Spiro Kass, Editor-in-chief

After the distribution of the Sept. 22 issue featuring my profile on Nick Fuentes, I was well aware that my profile would stir discussion, one of the major reasons why I chose to write the article in the first place. Since the distribution, I have kept updated with all local complaints surrounding the intent/message behind the article, and I want to make it clear that I understand the concerns. There are certain parts of the article that I could’ve rephrased, including emphasizing the fatal outcome of the rally, and stating what Fuentes meant by saying “we”, which in fact was not in reference to the group of White Supremacists, but rather a group of friends he was accompanied by who he claimed were “traditionalist conservatives” in our personal interview, even if it seems otherwise. Yet through all of this, myself, the LION staff, our adviser, the administration and the Board of Education stand behind the reality. The reality that what I wrote was objective, non-biased, and journalistically ethical.

Objectively, we cannot denounce the fact that Fuentes is a newsworthy alumnus. A person’s political ideology, and their infamous perception, does not make them more or less of a newsworthy topic. The fact of the matter is that Fuentes graduated LT, and he eventually made national news due to his infamous activism and attendance at a controversial rally, ultimately proving his newsworthiness and reason behind his appearance in our first issue. We are well aware that there are several LT alumni that are newsworthy, but Fuentes attended LT with current juniors and seniors, giving more of a reason to report on him now.

After the controversy came to my attention, I asked fellow students what they thought of the article, consciously making an effort to ask students who represent different racial backgrounds, and not one peer found my article offensive, biased or glorifying white supremacy. Which goes without saying, I am aware that some found the profile to endorse Fuentes’ beliefs and glorify white supremacy, yet it appears that the major concern arose from the the adults of the community, rather than the high school students themselves.

I had a specific intention behind the profile. Before starting to write, I knew Fuentes was a common name here at LT, and I knew he was featured in several other major news networks.
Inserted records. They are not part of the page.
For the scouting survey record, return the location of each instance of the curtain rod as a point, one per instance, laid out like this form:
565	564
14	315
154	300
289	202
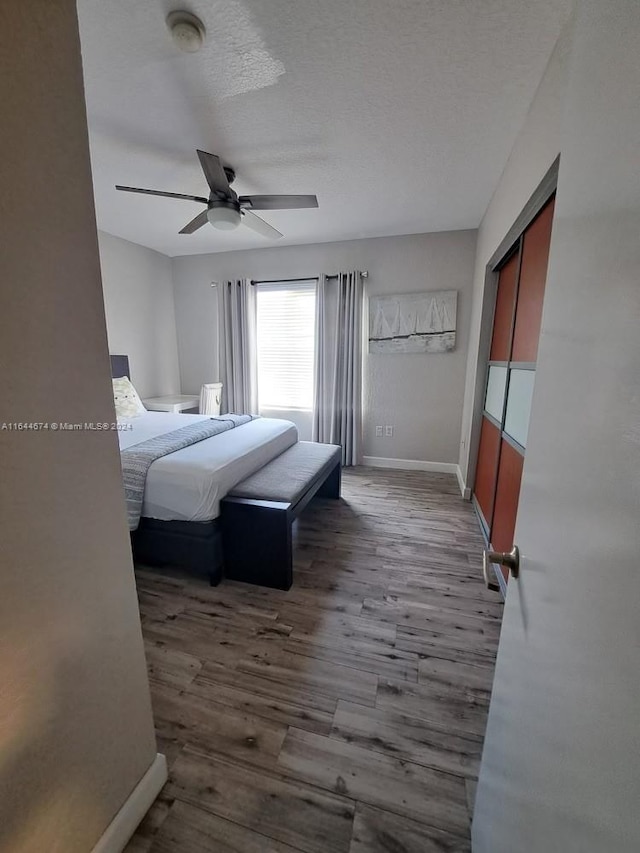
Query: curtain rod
364	274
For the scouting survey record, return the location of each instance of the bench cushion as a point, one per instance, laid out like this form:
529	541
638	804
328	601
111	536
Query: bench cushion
287	477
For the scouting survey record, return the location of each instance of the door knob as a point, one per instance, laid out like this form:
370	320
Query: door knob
509	559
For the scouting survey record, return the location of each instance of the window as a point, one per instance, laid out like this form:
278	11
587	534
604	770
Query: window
286	345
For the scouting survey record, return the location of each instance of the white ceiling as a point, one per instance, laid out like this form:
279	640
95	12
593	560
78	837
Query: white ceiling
398	114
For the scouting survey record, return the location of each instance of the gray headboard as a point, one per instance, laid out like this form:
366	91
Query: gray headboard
120	366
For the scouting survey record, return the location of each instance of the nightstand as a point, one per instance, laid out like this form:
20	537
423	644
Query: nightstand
176	403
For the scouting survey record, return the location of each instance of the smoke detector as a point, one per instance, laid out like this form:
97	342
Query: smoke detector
187	31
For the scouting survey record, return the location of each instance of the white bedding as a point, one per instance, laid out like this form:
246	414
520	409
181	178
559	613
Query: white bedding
189	484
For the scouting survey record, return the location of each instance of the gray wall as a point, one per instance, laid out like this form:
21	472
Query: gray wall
76	732
536	148
560	764
138	301
420	395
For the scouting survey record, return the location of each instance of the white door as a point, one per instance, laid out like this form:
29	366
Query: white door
561	764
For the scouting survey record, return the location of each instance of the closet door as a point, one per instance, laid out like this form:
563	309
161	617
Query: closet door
510	381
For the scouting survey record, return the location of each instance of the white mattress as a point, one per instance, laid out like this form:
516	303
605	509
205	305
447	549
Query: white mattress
189	484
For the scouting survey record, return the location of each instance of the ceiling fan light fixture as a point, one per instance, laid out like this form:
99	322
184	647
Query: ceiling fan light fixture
224	218
187	31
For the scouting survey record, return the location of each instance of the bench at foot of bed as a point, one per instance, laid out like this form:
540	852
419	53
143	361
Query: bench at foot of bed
258	514
192	545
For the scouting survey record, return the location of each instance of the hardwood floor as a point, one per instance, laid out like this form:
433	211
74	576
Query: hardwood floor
346	715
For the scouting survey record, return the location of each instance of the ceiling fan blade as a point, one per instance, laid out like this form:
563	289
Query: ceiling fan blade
256	224
197	222
165	195
278	202
214	173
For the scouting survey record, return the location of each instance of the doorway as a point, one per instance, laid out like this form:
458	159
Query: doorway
510	379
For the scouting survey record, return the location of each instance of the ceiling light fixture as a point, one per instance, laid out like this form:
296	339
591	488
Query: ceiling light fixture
187	31
224	216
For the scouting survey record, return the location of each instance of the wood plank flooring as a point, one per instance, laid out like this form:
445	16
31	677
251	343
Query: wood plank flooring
346	715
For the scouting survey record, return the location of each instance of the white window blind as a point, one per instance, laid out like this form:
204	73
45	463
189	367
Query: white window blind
286	345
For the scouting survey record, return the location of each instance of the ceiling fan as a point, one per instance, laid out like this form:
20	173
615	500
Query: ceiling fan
225	209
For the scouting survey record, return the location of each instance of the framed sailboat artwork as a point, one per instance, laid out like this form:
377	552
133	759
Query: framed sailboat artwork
413	322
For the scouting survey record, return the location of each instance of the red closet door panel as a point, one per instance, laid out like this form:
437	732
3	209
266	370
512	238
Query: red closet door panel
503	318
487	468
507	494
533	276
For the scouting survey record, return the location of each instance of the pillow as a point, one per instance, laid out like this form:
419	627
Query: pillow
125	396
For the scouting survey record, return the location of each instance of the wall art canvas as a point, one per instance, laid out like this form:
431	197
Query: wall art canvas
413	322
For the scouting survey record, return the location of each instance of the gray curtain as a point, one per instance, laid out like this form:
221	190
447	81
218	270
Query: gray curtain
337	412
237	347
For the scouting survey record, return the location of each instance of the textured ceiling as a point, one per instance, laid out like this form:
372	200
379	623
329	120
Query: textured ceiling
398	114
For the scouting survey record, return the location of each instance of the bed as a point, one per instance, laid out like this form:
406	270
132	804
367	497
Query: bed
181	506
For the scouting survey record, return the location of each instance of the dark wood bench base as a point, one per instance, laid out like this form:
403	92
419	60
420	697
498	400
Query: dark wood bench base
256	534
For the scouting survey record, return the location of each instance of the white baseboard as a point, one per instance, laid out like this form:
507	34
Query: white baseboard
464	491
410	464
117	834
420	465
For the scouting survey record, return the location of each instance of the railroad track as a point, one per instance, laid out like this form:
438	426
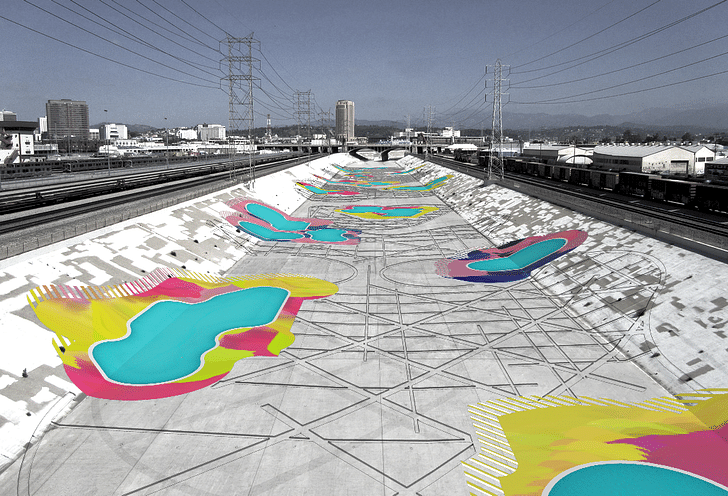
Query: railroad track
38	217
712	227
19	200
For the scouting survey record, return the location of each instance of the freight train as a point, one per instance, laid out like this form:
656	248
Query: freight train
703	196
41	169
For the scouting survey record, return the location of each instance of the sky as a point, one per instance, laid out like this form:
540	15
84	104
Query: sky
162	62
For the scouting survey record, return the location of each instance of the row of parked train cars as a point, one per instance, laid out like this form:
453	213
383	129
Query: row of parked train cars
40	169
46	168
703	196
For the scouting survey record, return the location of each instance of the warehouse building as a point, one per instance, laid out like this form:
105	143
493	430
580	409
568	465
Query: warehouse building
649	159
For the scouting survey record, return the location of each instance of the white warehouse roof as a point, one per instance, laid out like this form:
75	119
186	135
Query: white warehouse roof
632	151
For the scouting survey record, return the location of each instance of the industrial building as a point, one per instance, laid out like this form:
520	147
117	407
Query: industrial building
67	119
345	120
113	132
649	159
16	139
207	132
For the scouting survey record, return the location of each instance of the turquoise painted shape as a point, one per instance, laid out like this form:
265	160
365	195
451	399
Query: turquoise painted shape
396	212
167	340
315	189
427	187
632	479
521	259
266	234
275	218
328	235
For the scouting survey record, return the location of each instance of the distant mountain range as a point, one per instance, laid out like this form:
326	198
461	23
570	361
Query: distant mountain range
706	120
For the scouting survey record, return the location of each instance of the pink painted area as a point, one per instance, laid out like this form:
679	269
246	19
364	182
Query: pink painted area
241	204
89	380
175	287
328	192
460	267
351	237
255	340
704	453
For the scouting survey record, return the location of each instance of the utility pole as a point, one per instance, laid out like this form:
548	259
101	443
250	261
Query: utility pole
429	112
495	161
326	126
240	63
302	101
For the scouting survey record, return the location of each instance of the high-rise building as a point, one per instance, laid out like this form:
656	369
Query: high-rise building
113	132
345	120
67	119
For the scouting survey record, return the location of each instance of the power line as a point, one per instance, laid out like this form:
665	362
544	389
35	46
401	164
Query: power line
614	48
187	37
621	69
116	44
566	28
625	94
588	37
106	58
134	38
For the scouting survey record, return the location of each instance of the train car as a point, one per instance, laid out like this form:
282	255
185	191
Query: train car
671	190
25	170
711	197
635	184
544	170
580	176
600	179
561	173
532	168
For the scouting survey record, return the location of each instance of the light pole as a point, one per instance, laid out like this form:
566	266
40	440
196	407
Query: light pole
106	139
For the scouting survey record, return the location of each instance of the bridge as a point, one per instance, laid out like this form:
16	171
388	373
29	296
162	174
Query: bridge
382	148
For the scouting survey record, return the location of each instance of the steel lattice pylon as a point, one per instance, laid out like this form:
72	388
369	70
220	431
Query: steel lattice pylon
239	63
302	100
495	161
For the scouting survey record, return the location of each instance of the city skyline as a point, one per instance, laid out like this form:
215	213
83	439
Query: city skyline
392	60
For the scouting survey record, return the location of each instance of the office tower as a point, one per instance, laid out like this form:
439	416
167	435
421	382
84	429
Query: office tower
67	119
345	120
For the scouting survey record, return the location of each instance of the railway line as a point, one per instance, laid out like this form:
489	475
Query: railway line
117	191
710	224
17	200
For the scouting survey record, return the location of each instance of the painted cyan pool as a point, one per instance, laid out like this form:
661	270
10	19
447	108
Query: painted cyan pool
327	235
384	211
435	183
378	212
267	234
168	340
319	191
520	259
275	218
631	479
513	261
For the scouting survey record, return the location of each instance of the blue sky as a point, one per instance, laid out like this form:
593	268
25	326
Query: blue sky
391	58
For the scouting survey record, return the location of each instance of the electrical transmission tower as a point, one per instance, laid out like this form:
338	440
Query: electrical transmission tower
239	63
326	126
495	161
302	101
429	119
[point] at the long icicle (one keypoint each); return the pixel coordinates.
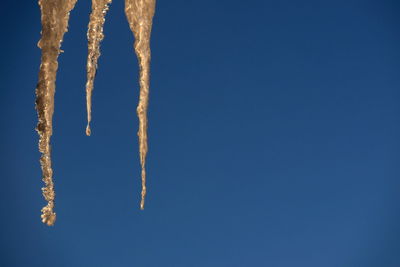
(140, 15)
(54, 17)
(95, 36)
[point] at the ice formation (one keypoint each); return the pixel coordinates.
(54, 17)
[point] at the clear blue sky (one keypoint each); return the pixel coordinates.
(274, 133)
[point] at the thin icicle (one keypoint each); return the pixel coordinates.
(95, 36)
(55, 16)
(140, 15)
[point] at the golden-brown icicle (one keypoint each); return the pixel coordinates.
(140, 16)
(95, 36)
(54, 17)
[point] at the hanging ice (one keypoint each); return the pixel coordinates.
(140, 16)
(95, 36)
(55, 15)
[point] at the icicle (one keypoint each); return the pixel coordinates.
(55, 16)
(95, 36)
(140, 15)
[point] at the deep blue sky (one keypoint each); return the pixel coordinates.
(274, 132)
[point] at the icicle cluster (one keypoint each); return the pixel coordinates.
(55, 16)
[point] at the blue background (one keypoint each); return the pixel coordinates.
(274, 132)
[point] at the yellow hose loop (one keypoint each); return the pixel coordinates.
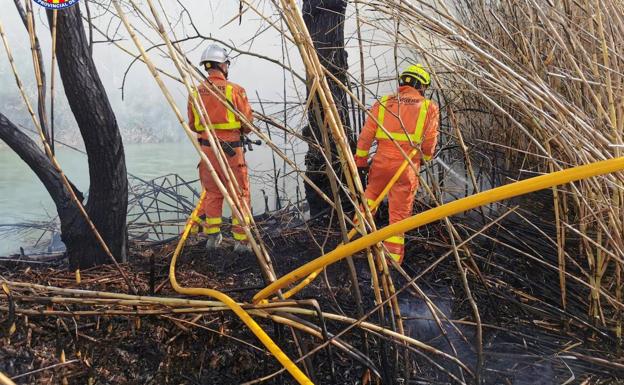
(290, 366)
(372, 206)
(446, 210)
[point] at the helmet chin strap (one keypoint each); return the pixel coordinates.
(218, 68)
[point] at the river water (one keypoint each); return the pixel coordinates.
(24, 200)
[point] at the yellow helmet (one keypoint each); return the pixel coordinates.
(415, 73)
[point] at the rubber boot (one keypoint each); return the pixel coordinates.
(214, 240)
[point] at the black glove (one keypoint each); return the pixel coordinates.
(363, 173)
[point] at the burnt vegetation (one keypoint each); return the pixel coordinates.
(522, 291)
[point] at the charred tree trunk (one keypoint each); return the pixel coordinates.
(41, 165)
(325, 22)
(108, 189)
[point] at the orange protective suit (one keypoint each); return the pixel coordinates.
(412, 121)
(227, 128)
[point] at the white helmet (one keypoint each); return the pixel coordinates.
(214, 53)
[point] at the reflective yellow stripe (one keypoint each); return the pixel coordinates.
(211, 230)
(239, 237)
(398, 136)
(213, 220)
(396, 239)
(229, 90)
(416, 137)
(422, 117)
(382, 112)
(197, 120)
(231, 124)
(236, 222)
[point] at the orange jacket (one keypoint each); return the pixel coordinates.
(406, 116)
(221, 119)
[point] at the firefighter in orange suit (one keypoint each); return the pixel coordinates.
(227, 128)
(411, 121)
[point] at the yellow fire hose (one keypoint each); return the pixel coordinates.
(229, 302)
(443, 211)
(305, 282)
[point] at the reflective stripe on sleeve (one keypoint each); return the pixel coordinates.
(211, 230)
(361, 153)
(213, 220)
(235, 221)
(239, 236)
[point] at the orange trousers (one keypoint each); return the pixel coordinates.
(400, 197)
(209, 219)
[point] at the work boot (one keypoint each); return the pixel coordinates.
(242, 248)
(214, 240)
So, I wanted to offer something different, something that you can’t find online, by portraying the personal interview I had with Fuentes. I wanted to leave the interpretation of his quotes up to the reader, to encourage the viewers of my profile to formulate their own perception of him and his ideology. Yet some saw past this, and drew the conclusion the I leaned right while crafting this profile.

As I made evident in my personal column on page seven, I embrace multiculturalism. I purposefully chose the topic of my column to refute against the ideology of Fuentes, which I was not able to do in the article itself due to the necessity of staying objective while reporting. We live in a society where major news networks incorporate opinion and bias in news that should be held strictly bipartisan (New York Times, CNN, Fox News to name a few). But here at LT, we’re taught to be objective and to avoid personal bias in reporting, no matter the circumstance. I made an effort to offer both views of Fuentes by including a Boston University student who titled him a “Nazi”, yet some believe this inclusion was insufficient.

In the end, I am a student here at LT. I embrace our diversity. The LION staff embraces our diversity. The information we entail in news stories does not mean we support what is written. That is simply not how journalism works. In order to truly understand the importance of different perspectives, you must be presented the other side. We work actively in the LION Newsroom to emulate what is happening in our community, and filtering out newsworthy stories to protect students from improper values is not learning. It’s shielding. And if anyone believes otherwise, stop by NC room 220 during eighth period and I’d be happy to walk you through it.